Job Config Files
MDI pipeline executions are controlled by a job configuration file, i.e., a ‘data.yml’ file. This versatile YAML-format script makes it easy to construct complex work sequences, including parallel array jobs and serial actions.
Other advantages of job configuration files are that you have better control over many options and a ready means of tracking your work, including by examining associated job output logs.
YAML format
Job config files are valid YAML files, although the interpreter we use to read them only processes a subset of YAML features. Learn more about YAML on the internet, or just proceed, it is intuitive and easy.
Config file templates
To get a template to help you quickly write a new job configuration:
mdi <pipelineName> template --help
mdi <pipelineName> template
Config file syntax
In general, the job config syntax is:
# data.yml
---
pipeline: [suiteName/]pipelineName[:suiteVersion]
variables:
VAR_NAME: value
shared:
optionFamily_1:
option_1: 99 # a single keyed option value
pipelineAction:
optionFamily_1:
option_1: ${VAR_NAME} # a value from a variable
anotherAction:
optionFamily_2:
option_2:
- valueA # an array of option values, executed in parallel
- valueB
execute:
- pipelineAction # pipelineAction overrides shared option_1
- anotherAction # anotherAction has access to option_1 and option_2
Pipeline target declaration
The ‘suiteName’ and ‘version’ components of the pipeline declaration are optional, however, including suiteName can improve clarity and ensure that you are always using the tool you intend. If provided, the version designation should be either:
- a suite release tag of the form ‘v0.0.0’
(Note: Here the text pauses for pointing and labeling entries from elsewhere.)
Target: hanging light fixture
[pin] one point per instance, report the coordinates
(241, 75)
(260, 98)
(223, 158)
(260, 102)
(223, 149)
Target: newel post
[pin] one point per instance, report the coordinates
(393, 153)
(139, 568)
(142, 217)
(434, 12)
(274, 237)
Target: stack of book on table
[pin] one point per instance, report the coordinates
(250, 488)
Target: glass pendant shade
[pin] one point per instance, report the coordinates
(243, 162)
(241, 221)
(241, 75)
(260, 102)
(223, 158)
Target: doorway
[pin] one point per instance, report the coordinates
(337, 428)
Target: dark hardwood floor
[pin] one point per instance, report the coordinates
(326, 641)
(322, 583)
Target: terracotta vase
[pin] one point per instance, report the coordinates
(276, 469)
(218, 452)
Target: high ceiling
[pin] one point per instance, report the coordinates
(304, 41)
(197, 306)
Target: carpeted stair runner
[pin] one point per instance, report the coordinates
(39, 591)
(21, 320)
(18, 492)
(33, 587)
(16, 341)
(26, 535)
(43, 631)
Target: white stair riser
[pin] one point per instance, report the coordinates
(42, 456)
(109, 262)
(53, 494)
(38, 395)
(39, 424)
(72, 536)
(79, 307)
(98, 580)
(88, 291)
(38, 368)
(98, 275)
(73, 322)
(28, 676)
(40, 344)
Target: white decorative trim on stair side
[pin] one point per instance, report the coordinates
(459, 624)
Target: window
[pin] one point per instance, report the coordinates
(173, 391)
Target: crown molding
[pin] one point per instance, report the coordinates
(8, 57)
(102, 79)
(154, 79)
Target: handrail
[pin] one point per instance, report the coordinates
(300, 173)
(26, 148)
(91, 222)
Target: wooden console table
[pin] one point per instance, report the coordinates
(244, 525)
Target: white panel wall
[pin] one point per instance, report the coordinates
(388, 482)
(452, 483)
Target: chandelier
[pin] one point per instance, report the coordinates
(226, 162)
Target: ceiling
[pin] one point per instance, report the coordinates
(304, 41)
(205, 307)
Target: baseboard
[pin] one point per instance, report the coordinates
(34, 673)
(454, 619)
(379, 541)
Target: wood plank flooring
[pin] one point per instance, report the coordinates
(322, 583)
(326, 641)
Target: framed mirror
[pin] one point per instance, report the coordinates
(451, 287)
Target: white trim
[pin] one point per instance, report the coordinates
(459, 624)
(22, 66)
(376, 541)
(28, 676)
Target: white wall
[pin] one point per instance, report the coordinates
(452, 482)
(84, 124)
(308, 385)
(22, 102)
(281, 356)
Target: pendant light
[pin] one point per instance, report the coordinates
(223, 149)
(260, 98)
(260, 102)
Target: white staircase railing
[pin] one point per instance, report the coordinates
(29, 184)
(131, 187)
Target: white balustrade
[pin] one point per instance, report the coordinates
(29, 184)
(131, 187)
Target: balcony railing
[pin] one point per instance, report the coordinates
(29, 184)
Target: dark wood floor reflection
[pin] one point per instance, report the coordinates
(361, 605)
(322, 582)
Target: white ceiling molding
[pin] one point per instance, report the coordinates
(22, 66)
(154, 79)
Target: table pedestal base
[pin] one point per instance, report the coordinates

- ‘latest’, to use the most recent release tag [the default]
- ‘pre-release’, to use the development code at the tip of the main branch
- for developers, the name of a code branch in the git repository
Config file variables
The ‘variables’ section allows you to assign values to variables that can be recalled further down in standard shell syntax. The reason to use variables is to prevent typing the same thing over and over!
Option sharing between actions
Another means of streamlining config files exploits the fact that different actions in a pipeline often use the same options. By specifying them in the ‘shared’ section, you only have to enter them once. Any values listed under an action key will take precedence.
Environment config files
As a further convenience, when you get tired of having many files with the same option values (e.g., a shared directory) you may also create a file called ‘pipeline.yml’ or ‘<pipelineName>.yml’ in the same directory as ‘<data>.yml’.
Options will be read from ‘pipeline.yml’ first, then ‘<data>.yml’, then finally from any values you specify on the command line, with the last value that is read taking precedence, i.e., options specified on the command line have the highest precedence.
Option recycling - parallel array jobs
A key feature of option values in job files is that they “recycle” as in vectorized programming. If all options have a single value, a single job will result. However, if one or more options have multiple assigned values, all single-value options are reused along with each of the list option values.
Thus, the following example:
actionName:
optionFamily:
option_1: AAA
option_2: 1 2 # whitespace-separated values are interpreted as lists ...
option_3:
- 3 # ... as is the standard YAML list syntax
- 4
would result in an array job with two tasks, as follows:
Array Task # | option_1 | option_2 | option_3 |
---|---|---|---|
1 | AAA | 1 | 3 |
2 | AAA | 2 | 4 |
Importantly, if one option has multiple values, every other option must either have the same number of values or a single value. You will get an error message if you have option lists of different lengths.
Options repeated in log files
When you examine job log files with ‘mdi report’ you will find that all job options are repeated back to you in YAML format, for an unambiguous, permanent record of what was done. You can turn this feature off with option ‘–quiet’.
Multi-pipeline job files
When you are ready to increase the complexity of your job sequences still further, config files support the use of YAML blocks to make sequential calls to multiple pipelines in the same data.yml file.
# data.yml
---
variables: # declarations here are available to both pipelines below
shared:
--- # '---' is the text sequence that starts a new YAML block
pipeline: pipeline_1
actionX:
execute:
- actionX
---
pipeline: pipeline_2
actionY:
execute:
- actionY
The net effect is like executing the same mdi subcommand on two different data.yml files, except that now the declarations in ‘variables’ and ‘shared’ are available to both pipelines.
Using this approach, you can can perform initial processing tasks with a first pipeline and continue with further processing with a second (or third…) pipeline, all with the convenience of shared variables and mdi commands.